DELHI APARTMENT OWNERSHIP ACT, 2009
The construction of multi-storied apartment buildings in Delhi has been a constant affair throughout the region’s history post-independence. Being the national capital, Delhi has attracted people from both within the country and abroad, primarily because of the lucrative business and investment opportunities on offer in this region. This has resulted in a strong demand for living in apartment buildings and complexes.
In the past, the regular construction of apartments in Delhi used to cause avoidable litigation, as the rights and obligations of the apartment owners and associations weren’t set in stone, legally. So in the year 1986, the Delhi apartment ownership Act was drafted and passed by the parliament.
The Act clarifies the rights and obligations of apartment owners, such as in relation to inheritance, restrictions on transfers like mortgage and sale, and the right to common areas and facilities.
Understanding the Terms used in the Act
Administrator : An Administrator is an authority appointed to the union territory of Delhi, by the President of India, as mandated by the Article 239 of the constitution.
Authority : An authority is one who is established or constituted under a law.
Bye-Laws : Bye-laws are laws made under the Delhi Apartment Ownership Act, 1986.
Common Areas and Facilities : Common Areas and Facilities constitutes the land on which the multi-storied apartment building is located, the gardens, basements, cellars, parking areas, and any other such creations, and all the structural elements like lobbies, corridors, fire escapes, and beams and columns.
Common Expenses and Common Profits : Common expenses are sums of money, lawfully assessed against the apartment owners, which go into administration, repair, and maintenance or for modifying common areas and facilities.
After the deduction of the common expenses, what’s left after balancing all the incomes and profits are the common profits.
The Key Features Of The Act
Applicability of the Act
The Delhi Apartment Ownership Act, 1986 is applicable to all multi-storied apartment buildings, with at least two stories and four units, constructed by any group housing co-operative society, person, or authority, before or after the commencement of the Act.
The Act is applicable to the whole of the union territory of Delhi.
Bye-Laws to be framed as per administrator’s Model Laws
The bye-laws framed by any association of apartment owners should be exactly in accordance with the model bye-laws framed by the Administrator. In case the association wishes to make any changes, the members of the association require a prior approval from the Administrator.
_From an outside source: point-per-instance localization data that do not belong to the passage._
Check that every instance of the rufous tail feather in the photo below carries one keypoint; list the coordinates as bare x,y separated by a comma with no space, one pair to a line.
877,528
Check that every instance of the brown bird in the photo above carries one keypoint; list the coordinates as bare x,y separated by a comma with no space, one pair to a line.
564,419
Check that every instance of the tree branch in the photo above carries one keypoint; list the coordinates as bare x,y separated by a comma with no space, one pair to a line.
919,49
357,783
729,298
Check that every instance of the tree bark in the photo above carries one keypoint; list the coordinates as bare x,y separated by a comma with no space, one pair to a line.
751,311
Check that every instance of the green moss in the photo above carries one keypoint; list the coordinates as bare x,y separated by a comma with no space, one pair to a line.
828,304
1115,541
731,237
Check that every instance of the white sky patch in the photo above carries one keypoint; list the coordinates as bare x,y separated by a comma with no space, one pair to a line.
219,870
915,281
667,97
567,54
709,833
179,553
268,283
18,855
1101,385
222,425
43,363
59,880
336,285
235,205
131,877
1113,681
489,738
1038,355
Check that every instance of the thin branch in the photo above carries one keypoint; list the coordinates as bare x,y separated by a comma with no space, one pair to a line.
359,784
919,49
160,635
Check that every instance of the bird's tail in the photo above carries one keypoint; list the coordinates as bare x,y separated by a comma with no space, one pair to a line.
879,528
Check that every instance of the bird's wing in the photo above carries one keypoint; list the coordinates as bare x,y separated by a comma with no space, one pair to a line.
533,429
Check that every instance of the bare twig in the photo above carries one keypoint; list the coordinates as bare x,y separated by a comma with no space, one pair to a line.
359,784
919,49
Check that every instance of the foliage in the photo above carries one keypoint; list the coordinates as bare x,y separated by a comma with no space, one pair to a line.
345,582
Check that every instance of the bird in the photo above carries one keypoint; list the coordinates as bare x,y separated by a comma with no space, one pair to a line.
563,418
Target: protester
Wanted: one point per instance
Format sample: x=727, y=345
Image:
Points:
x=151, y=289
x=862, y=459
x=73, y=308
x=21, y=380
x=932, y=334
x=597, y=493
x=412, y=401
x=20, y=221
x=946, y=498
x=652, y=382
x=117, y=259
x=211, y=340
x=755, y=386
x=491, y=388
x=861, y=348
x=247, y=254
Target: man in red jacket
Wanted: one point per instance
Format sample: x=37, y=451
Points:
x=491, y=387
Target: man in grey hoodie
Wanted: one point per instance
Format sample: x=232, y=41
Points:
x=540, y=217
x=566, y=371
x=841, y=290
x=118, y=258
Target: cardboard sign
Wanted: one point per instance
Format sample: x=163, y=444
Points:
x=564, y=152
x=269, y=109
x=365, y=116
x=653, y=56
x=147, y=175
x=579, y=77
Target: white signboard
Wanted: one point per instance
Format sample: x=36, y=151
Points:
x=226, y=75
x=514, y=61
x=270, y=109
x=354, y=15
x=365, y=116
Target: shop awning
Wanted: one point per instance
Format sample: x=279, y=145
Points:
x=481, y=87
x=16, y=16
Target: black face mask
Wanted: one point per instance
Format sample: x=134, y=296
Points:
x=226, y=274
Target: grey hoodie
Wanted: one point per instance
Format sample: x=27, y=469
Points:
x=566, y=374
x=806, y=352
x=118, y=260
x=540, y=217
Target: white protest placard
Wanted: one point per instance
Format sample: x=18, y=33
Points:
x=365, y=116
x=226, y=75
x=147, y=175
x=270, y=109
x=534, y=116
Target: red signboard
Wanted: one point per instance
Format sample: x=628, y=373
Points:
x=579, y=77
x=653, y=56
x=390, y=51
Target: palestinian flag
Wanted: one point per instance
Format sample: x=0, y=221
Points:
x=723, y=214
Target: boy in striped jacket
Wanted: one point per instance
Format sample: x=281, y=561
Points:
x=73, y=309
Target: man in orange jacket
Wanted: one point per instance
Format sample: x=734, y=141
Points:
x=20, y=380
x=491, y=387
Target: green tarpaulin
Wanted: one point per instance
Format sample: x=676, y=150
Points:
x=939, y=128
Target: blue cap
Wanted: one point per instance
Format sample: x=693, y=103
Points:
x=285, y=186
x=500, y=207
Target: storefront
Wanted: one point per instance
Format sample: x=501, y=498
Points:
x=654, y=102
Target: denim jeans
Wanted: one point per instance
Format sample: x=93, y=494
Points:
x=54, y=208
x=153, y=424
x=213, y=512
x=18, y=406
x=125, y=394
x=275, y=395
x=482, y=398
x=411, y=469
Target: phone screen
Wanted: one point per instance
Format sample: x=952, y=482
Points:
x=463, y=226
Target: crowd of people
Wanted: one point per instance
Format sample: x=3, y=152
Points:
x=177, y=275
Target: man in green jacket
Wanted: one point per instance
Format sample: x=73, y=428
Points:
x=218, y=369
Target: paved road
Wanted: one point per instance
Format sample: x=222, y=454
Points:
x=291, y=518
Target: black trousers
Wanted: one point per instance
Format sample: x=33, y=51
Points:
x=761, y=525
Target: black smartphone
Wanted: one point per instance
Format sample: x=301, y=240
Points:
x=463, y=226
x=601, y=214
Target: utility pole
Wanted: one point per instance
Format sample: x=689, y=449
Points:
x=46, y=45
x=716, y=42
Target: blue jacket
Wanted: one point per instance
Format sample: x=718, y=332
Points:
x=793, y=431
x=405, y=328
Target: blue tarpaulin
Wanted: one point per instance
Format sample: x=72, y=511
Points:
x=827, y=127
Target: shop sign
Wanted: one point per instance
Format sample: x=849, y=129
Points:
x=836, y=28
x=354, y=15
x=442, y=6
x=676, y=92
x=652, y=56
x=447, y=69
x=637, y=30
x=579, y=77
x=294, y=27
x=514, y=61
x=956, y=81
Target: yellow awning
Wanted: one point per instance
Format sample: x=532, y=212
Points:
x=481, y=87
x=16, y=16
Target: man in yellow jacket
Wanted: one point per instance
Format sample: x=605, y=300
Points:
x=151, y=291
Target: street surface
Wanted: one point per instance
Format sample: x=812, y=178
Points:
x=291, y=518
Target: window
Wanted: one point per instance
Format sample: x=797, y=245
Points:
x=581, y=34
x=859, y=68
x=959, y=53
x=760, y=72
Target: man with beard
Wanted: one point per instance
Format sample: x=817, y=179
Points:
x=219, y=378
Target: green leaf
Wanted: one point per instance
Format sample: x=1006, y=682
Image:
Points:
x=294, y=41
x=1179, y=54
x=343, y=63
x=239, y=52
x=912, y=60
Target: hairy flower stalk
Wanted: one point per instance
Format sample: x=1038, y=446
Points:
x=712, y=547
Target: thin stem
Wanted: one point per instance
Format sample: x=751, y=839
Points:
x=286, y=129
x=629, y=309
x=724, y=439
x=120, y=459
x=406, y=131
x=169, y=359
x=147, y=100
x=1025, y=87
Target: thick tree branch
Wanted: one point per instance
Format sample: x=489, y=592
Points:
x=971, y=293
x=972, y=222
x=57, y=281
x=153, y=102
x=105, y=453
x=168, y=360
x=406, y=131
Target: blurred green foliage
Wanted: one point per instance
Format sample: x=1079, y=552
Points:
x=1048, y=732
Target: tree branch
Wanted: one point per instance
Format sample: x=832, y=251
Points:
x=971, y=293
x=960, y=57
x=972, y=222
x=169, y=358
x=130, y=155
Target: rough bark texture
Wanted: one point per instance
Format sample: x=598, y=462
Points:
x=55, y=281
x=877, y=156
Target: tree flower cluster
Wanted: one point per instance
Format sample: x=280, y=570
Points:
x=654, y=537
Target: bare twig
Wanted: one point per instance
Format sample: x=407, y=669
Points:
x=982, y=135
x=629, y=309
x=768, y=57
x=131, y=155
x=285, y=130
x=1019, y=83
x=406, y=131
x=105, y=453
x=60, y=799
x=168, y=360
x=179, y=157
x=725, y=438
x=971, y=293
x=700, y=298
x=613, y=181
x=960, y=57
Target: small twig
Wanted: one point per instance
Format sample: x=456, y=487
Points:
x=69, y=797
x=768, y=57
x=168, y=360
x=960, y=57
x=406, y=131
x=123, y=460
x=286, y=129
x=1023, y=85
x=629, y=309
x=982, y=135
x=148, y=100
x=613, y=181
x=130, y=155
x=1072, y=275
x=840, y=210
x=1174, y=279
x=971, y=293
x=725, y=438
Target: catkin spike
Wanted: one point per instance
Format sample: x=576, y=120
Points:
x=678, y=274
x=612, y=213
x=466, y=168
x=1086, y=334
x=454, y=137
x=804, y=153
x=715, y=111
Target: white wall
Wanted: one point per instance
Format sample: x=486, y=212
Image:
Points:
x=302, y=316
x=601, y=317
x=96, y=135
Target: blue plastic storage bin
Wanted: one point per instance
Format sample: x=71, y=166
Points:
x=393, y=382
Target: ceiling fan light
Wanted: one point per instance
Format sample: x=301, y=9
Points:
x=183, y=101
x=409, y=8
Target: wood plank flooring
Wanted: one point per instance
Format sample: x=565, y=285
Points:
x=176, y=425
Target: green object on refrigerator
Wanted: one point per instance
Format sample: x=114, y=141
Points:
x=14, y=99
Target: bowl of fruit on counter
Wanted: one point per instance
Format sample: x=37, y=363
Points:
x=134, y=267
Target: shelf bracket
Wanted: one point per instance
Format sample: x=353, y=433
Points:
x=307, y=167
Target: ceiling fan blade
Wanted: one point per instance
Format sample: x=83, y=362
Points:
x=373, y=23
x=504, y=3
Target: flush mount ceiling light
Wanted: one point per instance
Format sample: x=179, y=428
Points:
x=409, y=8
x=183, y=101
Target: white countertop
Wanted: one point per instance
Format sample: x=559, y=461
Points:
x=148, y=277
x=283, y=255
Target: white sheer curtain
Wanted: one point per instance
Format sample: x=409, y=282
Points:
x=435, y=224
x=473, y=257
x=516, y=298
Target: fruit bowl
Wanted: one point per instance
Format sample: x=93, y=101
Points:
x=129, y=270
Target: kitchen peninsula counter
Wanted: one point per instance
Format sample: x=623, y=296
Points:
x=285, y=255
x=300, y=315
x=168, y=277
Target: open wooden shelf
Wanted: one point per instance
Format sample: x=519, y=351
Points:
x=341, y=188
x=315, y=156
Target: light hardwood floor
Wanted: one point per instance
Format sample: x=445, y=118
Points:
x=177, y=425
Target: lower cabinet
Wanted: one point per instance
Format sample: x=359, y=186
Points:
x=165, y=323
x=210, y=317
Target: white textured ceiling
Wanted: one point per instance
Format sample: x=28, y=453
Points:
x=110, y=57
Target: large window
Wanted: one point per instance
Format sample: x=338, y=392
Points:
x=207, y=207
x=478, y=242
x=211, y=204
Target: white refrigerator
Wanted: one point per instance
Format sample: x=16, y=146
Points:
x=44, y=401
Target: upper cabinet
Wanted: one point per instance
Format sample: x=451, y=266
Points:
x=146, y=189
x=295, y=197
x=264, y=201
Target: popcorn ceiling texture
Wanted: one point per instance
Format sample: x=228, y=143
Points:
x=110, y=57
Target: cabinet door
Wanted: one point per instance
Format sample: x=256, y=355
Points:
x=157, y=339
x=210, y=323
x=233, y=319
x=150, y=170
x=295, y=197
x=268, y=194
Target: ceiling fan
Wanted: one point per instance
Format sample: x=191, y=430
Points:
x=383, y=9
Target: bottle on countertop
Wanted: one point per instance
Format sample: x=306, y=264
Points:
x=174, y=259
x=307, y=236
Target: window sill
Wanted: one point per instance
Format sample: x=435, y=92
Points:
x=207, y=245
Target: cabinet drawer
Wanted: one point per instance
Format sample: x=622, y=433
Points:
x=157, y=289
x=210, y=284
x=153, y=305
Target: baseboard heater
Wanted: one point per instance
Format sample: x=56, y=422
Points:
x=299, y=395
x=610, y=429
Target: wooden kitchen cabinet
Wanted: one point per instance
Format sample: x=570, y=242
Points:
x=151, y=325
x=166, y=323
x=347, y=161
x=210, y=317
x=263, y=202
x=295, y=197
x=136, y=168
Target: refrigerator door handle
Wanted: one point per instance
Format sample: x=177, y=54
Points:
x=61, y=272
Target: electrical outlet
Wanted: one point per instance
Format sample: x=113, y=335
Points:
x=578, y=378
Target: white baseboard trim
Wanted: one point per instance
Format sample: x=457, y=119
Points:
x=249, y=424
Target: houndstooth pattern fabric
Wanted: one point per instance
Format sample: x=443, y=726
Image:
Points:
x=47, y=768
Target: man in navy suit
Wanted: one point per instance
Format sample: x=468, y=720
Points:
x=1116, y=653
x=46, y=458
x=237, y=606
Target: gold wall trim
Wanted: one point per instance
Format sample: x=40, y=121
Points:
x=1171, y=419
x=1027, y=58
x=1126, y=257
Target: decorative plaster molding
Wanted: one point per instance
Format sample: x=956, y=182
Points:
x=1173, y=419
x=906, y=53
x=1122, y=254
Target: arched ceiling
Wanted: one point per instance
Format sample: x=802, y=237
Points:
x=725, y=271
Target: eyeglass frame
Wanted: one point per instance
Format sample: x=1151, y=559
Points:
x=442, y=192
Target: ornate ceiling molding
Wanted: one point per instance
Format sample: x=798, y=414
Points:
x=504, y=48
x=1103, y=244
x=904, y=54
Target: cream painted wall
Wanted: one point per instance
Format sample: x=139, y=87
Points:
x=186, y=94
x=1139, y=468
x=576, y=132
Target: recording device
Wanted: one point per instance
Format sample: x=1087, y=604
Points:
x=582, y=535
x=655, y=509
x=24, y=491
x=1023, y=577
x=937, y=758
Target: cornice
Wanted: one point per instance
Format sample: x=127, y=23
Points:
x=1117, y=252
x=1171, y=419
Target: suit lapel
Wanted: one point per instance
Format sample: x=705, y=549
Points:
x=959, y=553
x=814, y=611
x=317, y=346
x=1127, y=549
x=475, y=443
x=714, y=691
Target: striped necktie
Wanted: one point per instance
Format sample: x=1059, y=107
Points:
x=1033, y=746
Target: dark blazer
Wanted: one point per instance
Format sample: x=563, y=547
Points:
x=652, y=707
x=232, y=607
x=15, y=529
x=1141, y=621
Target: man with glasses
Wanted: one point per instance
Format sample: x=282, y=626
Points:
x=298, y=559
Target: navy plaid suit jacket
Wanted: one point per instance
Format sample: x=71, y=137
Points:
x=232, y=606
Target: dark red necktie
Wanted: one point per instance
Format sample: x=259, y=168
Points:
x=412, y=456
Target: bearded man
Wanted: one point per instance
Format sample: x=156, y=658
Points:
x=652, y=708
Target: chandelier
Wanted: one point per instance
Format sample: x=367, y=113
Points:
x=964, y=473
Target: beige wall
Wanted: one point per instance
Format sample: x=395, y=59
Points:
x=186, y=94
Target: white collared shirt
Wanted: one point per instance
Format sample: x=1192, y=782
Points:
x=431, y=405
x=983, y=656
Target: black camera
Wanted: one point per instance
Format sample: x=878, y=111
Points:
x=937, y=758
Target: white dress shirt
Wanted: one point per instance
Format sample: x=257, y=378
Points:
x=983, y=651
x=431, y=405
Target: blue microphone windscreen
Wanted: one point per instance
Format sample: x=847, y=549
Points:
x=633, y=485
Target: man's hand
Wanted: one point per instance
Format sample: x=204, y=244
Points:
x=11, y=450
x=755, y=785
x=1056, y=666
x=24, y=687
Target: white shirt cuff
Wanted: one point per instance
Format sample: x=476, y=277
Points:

Apartments to be heritable and transferable
According to the Act, every apartment, including its common areas and facilities, will be a transferable and heritable immovable property. The apartment owner can transfer his apartment and his share of the non-partitioned common areas and facilities by way of lease, mortgage, sale, exchange, or gift.
Common Areas and Facilities to be used by all apartment owners for intended purposes
All common areas and facilities will be available for use by all apartment owners. The common areas and facilities will not be divided or partitioned. Each apartment owner will use it for the purpose that it’s intended for, without hindering or encroaching upon another apartment owner’s right to use the space.
The Common Profits and Expenses to be shared in a certain proportion
The profits will be distributed, and the expenses charged, to all the apartment owners in proportion of the percentage of the undivided interest they hold in the common areas and facilities.
Sometimes it so happens that the apartment owner isn’t an occupant of his or her apartment. In this case, the person currently occupying that apartment needs to pay his or her share of the common expenses.
Certain Works Are Prohibited
No apartment owner can make such changes to the structure of the apartment as would lead to the reduction in the property value and affect the safety and soundness of the property. To do so, one would have to acquire consent from all the apartment owners of the association.
Excavating a cellar or additional basement, or adding any material structure is the kind of works that are prohibited.
What the Act means for the people involved?
An apartment owner can easily transfer, purchase, or gift multi-storied residential and commercial apartments, co-operative group housing society apartments, and private apartments.
Earlier, the apartments in Delhi were monopolized by such parties as the Registrar of the Group Housing Society, Delhi Development Authority (DDA), and the builders. With the implementation of this Act, this monopoly comes to an end. All of the rights are now given to the associations of apartment owners.